A group of Israeli protestors demonstrated against a Memorial Day event that commemorated the lives of IDF soldiers who fell in battle – and the lives of the terrorists they fought against. The leftist “Lochamim Leshalom” (“Fighting for Peace”) group were faced with dozens of parents of Israelis killed in terror attacks, and IDF soldiers who fell fighting the terrorists the leftist group was commemorating.
“We have come to express our hurt and paid at the cynical use of Memorial Day, in which we remember our loved ones who fell defending the state, to push a radical political agenda,” said Eliyahu Nissim, a leader of the protest and member of a group that provides terror victims with legal representation and assistance. “To our shock, we were subjected to the term 'Nakba' by members of this group to describe their commemoration. That term is used by our enemies to describe the establishment of Israel,” Nissim said. The protestors held their own memorial service outside the auditorium where the Lochamim Leshalom group was meeting, and then shouted slogans at the group, saying that they would “not permit the shaming of the memories of our fallen.”
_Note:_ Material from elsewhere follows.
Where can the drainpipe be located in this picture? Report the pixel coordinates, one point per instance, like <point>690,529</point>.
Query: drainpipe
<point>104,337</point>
Nissim said that his group had attempted to prevent the Lochamim Leshalom memorial from taking place at all, but failed. The group approached top officials in Tel Aviv and the management of the Exhibition Grounds, where the event was held, marshaling assistance from other groups, such as the Almagor terror victims group, the Yad Lebanim memorial group, and others.
Knesset members from the Likud Beiteinu, Jewish Home, Yesh Atid, and Labor all sought to get the event cancelled, but to no avail. Intervention by government ministers Yair Shamir and Uri Ariel also failed to halt the event.
In a letter to city officials, the groups asked “How can the State of Israel allow a public event that equates terror victims with their murderers? Does 'freedom of expression' give a far-left political group the right to desecrate the memories of fallen soldiers and terror victims, in complete oblivion to the feelings of their families?” In response, several members of the Tel Aviv City Council said that they were “disgusted” that the event took place, and would work to ensure that it did not repeat itself.
The group also asked police to step in, saying that the Lochamim Leshalom event was a provocation against hundreds of thousands of Israeli families. Police said that as the event was being held on private property, there was nothing they could do.